La porte se referme. Le grand écuyer et le secrétaire,
attifés à la cosaque, se retrouvent dans l’ombre de la galerie, avec leurs
grosses bottes sur le plancher ciré.
— Vous savez où aller ?
— Non, monsieur le duc.
— Suivez-moi.
Ils refont le chemin en sens inverse, croisent un valet en
livrée verte de la Cour qui les interroge :
— C’est bien vrai, ce qu’on raconte ?
— Qu’est-ce qu’on raconte ?
— Que Sa Majesté est rentrée.
— Les rumeurs courent, je vois.
— Alors c’est vrai ?
— Venez, dit Caulaincourt au valet, j’ai besoin de
vous.
Le grand écuyer pousse Sébastien dans la malle de poste, le
valet grimpe à côté du postillon. Ils vont chez l’archichancelier Cambacérès,
rue Saint-Dominique, de l’autre côté de la Seine, pour le prévenir du retour.

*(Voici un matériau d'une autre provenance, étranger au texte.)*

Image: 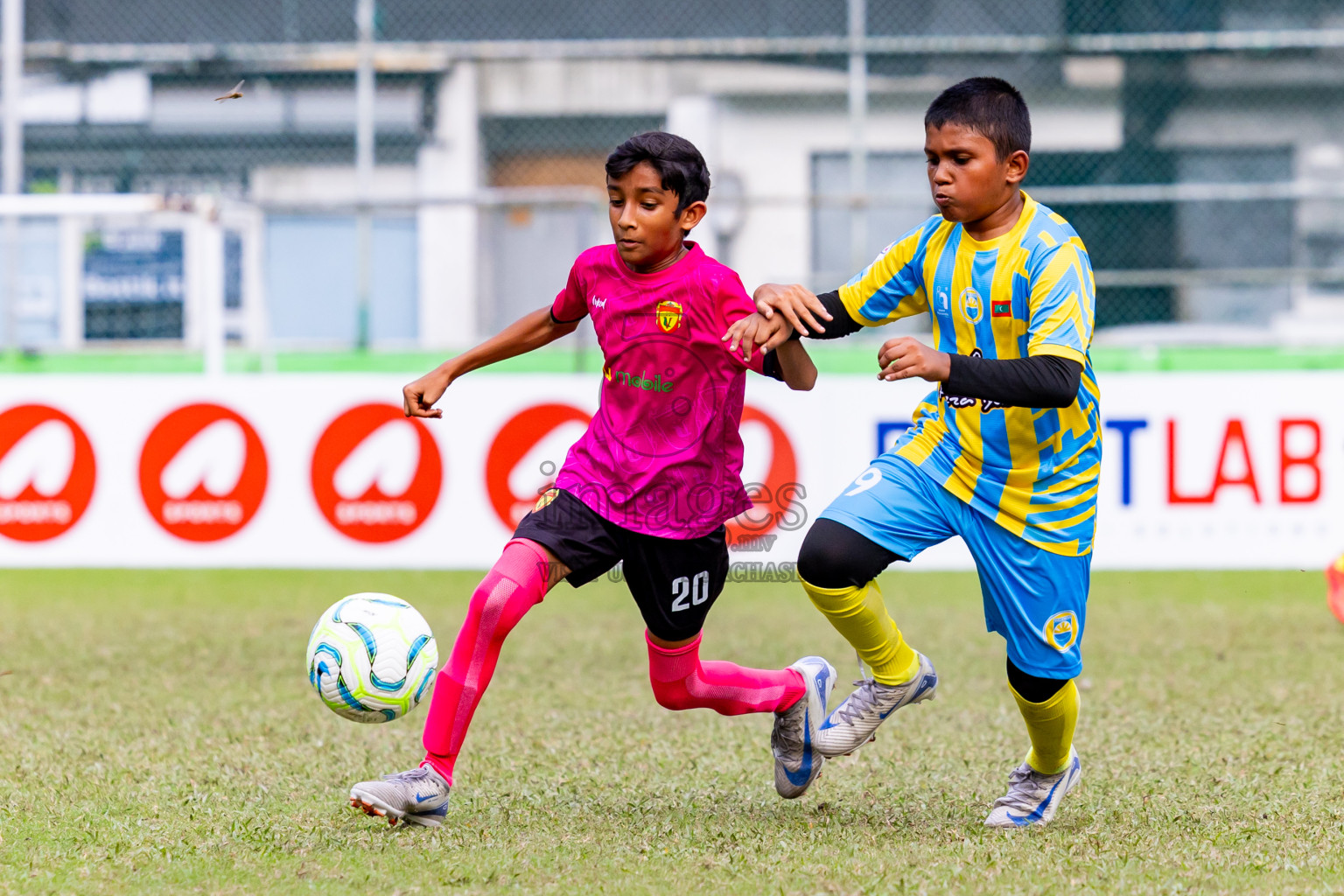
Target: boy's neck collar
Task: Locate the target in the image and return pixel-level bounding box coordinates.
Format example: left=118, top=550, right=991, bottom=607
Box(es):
left=617, top=239, right=700, bottom=276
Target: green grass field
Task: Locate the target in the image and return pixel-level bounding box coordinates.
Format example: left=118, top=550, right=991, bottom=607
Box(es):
left=0, top=570, right=1344, bottom=894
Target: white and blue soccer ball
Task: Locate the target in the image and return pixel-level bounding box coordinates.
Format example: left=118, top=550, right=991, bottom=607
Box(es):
left=308, top=592, right=438, bottom=723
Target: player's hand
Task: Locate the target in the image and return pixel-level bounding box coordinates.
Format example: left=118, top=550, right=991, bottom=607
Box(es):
left=752, top=284, right=833, bottom=336
left=878, top=336, right=951, bottom=383
left=402, top=371, right=449, bottom=417
left=722, top=313, right=793, bottom=361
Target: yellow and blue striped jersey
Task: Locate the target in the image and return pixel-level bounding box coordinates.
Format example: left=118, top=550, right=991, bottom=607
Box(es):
left=840, top=192, right=1101, bottom=556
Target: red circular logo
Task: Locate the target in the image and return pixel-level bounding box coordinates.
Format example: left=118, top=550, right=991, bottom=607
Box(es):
left=313, top=404, right=444, bottom=542
left=727, top=406, right=802, bottom=544
left=485, top=404, right=592, bottom=529
left=140, top=404, right=266, bottom=542
left=0, top=404, right=95, bottom=542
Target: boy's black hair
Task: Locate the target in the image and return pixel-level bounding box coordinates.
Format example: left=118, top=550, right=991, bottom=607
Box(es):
left=925, top=78, right=1031, bottom=161
left=606, top=130, right=710, bottom=215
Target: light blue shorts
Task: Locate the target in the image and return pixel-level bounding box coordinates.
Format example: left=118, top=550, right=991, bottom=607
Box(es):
left=821, top=452, right=1091, bottom=678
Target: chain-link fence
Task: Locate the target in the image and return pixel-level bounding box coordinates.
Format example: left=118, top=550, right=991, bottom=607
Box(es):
left=0, top=0, right=1344, bottom=348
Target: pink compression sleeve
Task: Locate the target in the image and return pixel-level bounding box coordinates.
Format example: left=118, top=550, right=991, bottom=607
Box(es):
left=424, top=539, right=550, bottom=783
left=644, top=633, right=804, bottom=716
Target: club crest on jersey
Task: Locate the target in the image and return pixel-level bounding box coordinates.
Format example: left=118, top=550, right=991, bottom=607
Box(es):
left=957, top=286, right=985, bottom=324
left=656, top=301, right=682, bottom=333
left=1040, top=610, right=1078, bottom=653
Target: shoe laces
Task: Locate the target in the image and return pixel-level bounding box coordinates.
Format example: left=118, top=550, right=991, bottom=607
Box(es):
left=383, top=766, right=430, bottom=783
left=836, top=678, right=892, bottom=724
left=995, top=763, right=1055, bottom=808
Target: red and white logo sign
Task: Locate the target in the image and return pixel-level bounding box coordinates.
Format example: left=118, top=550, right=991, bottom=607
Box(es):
left=485, top=404, right=592, bottom=529
left=313, top=404, right=444, bottom=542
left=140, top=404, right=266, bottom=542
left=0, top=404, right=95, bottom=542
left=727, top=406, right=805, bottom=544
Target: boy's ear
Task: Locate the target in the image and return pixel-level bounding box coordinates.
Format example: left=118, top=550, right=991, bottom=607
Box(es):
left=677, top=201, right=708, bottom=234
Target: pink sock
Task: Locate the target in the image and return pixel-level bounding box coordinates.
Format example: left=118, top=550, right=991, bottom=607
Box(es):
left=424, top=539, right=550, bottom=783
left=644, top=634, right=804, bottom=716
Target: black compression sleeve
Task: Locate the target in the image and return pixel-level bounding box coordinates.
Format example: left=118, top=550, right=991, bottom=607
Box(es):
left=789, top=289, right=863, bottom=339
left=942, top=354, right=1083, bottom=407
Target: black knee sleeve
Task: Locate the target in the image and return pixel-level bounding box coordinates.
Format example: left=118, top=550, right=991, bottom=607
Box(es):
left=1011, top=655, right=1070, bottom=703
left=798, top=520, right=900, bottom=588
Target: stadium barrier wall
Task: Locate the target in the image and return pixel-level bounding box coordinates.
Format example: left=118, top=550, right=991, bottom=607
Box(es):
left=0, top=372, right=1344, bottom=566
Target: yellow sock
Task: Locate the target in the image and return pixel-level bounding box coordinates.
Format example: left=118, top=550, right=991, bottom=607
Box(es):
left=1008, top=681, right=1078, bottom=775
left=798, top=579, right=920, bottom=685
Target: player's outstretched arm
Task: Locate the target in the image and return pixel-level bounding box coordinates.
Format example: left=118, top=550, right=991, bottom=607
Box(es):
left=722, top=312, right=793, bottom=361
left=752, top=284, right=833, bottom=336
left=878, top=336, right=951, bottom=383
left=774, top=340, right=817, bottom=392
left=402, top=304, right=579, bottom=417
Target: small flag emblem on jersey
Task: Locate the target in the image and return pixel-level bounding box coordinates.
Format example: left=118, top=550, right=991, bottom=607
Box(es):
left=657, top=302, right=682, bottom=333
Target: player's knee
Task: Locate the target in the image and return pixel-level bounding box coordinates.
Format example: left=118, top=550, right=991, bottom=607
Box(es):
left=1008, top=658, right=1070, bottom=703
left=798, top=520, right=897, bottom=588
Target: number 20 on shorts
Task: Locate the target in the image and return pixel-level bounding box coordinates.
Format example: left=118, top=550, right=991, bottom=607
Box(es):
left=672, top=572, right=710, bottom=612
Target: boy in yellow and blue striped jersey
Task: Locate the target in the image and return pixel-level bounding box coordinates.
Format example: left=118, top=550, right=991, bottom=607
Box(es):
left=724, top=78, right=1101, bottom=828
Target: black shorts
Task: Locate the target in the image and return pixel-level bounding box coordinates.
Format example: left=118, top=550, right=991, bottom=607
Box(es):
left=514, top=489, right=729, bottom=640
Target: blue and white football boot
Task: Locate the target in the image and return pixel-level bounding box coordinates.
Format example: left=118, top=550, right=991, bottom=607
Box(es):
left=817, top=653, right=938, bottom=758
left=349, top=766, right=451, bottom=828
left=770, top=657, right=836, bottom=799
left=985, top=747, right=1083, bottom=828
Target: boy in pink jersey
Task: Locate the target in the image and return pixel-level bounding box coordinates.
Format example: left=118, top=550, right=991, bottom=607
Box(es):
left=349, top=131, right=835, bottom=826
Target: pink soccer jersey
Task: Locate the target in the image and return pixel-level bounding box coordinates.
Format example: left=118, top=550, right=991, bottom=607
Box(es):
left=551, top=243, right=765, bottom=539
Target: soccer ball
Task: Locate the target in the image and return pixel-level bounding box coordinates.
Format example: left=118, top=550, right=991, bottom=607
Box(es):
left=308, top=592, right=438, bottom=721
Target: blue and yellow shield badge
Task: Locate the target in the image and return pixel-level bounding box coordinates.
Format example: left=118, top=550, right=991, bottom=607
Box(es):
left=656, top=302, right=682, bottom=333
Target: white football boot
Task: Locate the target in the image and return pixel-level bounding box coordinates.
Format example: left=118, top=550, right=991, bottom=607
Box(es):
left=349, top=766, right=451, bottom=828
left=817, top=653, right=938, bottom=756
left=985, top=747, right=1083, bottom=828
left=770, top=657, right=836, bottom=799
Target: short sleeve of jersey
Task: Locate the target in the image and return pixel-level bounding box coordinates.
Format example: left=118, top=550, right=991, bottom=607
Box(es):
left=1027, top=236, right=1096, bottom=364
left=717, top=270, right=766, bottom=374
left=551, top=262, right=587, bottom=324
left=840, top=216, right=942, bottom=326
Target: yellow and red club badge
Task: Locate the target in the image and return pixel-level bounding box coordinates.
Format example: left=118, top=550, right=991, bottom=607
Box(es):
left=656, top=302, right=682, bottom=333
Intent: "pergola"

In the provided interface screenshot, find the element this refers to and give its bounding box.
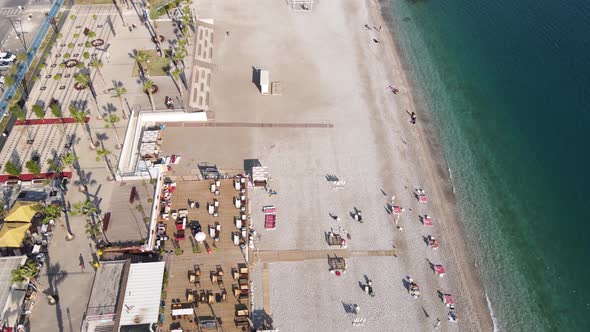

La voiture file sur le nouveau pont de pierre, en face des Tuileries, passe le
porche de l’ancien hôtel de Roquelaure, acheté puis restauré par Cambacérès qui
aime y donner des repas somptueux et tristes. Au-dessus du portail qu’encadrent
des colonnes doriques, celui-ci a fait inscrire son titre en énormes
lettres : Hôtel de Son Altesse Sérénissime le duc de Parme. Le
portail s’ouvre sur une cour pavée, le bâtiment a deux perrons sur les ailes,
les fenêtres des salons sont éclairées par des lampes jaunes. Caulaincourt et
Sébastien sautent de la chaise de poste, un valet de Cambacérès tente de les
arrêter mais le domestique des Tuileries explique à son collègue de quoi il
s’agit. Ils passent. Dans le grand salon, des messieurs emperruqués d’un autre
temps, en velours et satin, se lèvent de leurs tables de whist en arrondissant
les yeux :
— Qui a laissé venir jusqu’ici ces vagabonds ?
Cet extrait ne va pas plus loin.